Rights groups rally against biometric passports

Civil rights groups from around the world have joined forces to oppose a plan to use RFID and biometrics to create an international identity database.
Written by Jo Best, Contributor
Civil liberties groups from both sides of the Atlantic have joined forces to oppose the proposed introduction and cross-border sharing of biometrics and RFID in more than one billion passports worldwide.

Human rights organizations from Europe, North America, Australia and Asia have sent an open letter to the International Civil Aviation Organization (ICAO) railing against plans to create an international "identity register" that would force the inclusion of biometrics and controversial RFID tracking tags in all passports by 2015.

Among the 39 groups who put pen to paper are: Privacy International, the Foundation for Information Policy Research, the Electronic Frontier Foundation and the American Civil Liberties Union.

The ICAO will be meeting in Cairo next week and will be discussing the scheme. If the ICAO approves it, facial mapping and tracking tags would become mandatory, with fingerprinting also on the drawing board, depending on the preferences of individual governments.

U.K.'s home secretary David Blunkett has already proved his fondness for biometrics of all kinds when he announced late last year that there would be trials for biometric ID, with iris or fingerprint recognition potentially on the cards.

The U.S. has also gone big on biometrics, photographing and fingerprinting visitors crossing its borders.

As well as voicing fears that the proposed database may "threaten (human) rights", the letter adds that the chosen standard of facial recognition may be unsound.
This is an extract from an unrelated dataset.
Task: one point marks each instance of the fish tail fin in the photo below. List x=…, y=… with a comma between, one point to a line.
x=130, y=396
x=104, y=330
"The ICAO standards do not govern the use to which the facial recognition is put but even the most reliable uses of this technology--one-to-one verification using recent photographs--have been shown in U.S. government tests to be highly unreliable, returning a false non-match rate of five per cent and a false match rate of one per cent," it says, adding that there may be the potential for oppressive regimes to get their hands on methods of surveillance that were previously inaccessible.

"We hope that the choices of biometrics have been driven primarily by logistical and commercial concerns and were not intended to facilitate the conversion of travel systems into a global infrastructure of surveillance.

"But we are deeply concerned that this may become their unintended consequence," it concludes.